Well, this is just one of those times when I wish I was a better perl hacker. It’s just as useful to wish for that as it is to wish that MovableType was tested *completely* before shipping.
Why am I down on MT? I decided to try an experiment to see why the simple solution of renaming the comments script wasn’t working on my site, why mt-comments.cgi was always invoked on previews. I removed mod_perl from my installation to see if that was the difference. Apparently, it is.
It turns out MT partly ignores the configuration in mt.cfg (where you note the name of the script you want to use for comments, trackbacks, et al): it uses the configured name for direct posts without a preview but if you preview, it looks for the mt-comments.cgi script. So a spambot can still insert comment spam by invoking the factory standard command.
This all comes back to two things: MT’s performance issues and the comment spam problem. So far I have had two spam solutions proferred, both with the argument “hey, it works for me” and both of them fail.
The solutions have been to either use MT-Blacklist or simply rename the comments cgi script to make it a little more difficult for robots to exploit it.
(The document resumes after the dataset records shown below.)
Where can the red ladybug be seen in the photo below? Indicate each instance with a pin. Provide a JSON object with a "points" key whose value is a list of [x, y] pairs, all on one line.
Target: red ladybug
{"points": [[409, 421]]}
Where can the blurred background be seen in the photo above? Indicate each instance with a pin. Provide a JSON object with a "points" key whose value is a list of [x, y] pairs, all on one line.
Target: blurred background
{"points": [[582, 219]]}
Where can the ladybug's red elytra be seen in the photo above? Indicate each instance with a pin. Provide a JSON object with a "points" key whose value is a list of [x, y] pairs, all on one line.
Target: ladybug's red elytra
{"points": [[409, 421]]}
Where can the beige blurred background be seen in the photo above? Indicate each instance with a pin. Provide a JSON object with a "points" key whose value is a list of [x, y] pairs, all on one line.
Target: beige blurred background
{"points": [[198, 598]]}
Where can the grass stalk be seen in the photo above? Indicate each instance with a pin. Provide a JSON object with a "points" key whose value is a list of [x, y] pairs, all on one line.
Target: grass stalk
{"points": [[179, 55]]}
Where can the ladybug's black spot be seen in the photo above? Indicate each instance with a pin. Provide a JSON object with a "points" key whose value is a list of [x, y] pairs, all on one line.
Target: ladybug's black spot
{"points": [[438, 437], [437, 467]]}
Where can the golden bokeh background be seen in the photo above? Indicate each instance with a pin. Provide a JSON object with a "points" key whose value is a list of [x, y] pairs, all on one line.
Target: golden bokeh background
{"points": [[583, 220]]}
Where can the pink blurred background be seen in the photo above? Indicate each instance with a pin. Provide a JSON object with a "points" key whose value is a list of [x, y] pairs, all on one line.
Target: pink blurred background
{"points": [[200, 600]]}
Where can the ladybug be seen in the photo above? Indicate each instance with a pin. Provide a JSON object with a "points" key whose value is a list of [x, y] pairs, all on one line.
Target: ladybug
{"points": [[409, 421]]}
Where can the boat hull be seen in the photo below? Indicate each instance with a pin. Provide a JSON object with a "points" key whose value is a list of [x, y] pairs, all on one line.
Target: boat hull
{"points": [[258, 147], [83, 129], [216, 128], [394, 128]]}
Trouble is, I have been running mod_perl in my installation, to get around the slowness of MT (when you get upwards of 1000 entries, the lag becomes a problem for commenters: this is a design issue with MT: I can’t see any reason why the process has to complete the rebuilds and pings before acknowledging the user’s post). And as it turns out, neither MT-Blacklist or a renamed mt-comments.cgi will work in a mod-perl configuration. MT-Blacklist just fails to properly show the configuration screen, and I have confirmed with the author that it doesn’t work under mod_perl. With his announcement that it’s unlikely MT-Blacklist will be released in an MT3 compatible version, it seems similarly unlikely it will be updated to use mod_perl in 2.x.
That’s understandable: it’s a plugin, and if it doesn’t work, I can live with it. But when a component of the core product doesn’t work under an allegedly supported environment (mod_perl is in the docs, so I assumed everything would work just fine), what’s up with that? This suggests that testing in all supported environments (and encouraging plugin developers to do likewise: that or make the API take the load off the third-parties altogether) isn’t happening.
Now I’m back to a cgi-based installation and I’ll see how that does.
Perhaps WordPress is worth a look: TypePad isn’t, since this self-funded operation doesn’t even cover the costs of “free” hosting (cable’s cheap but not free).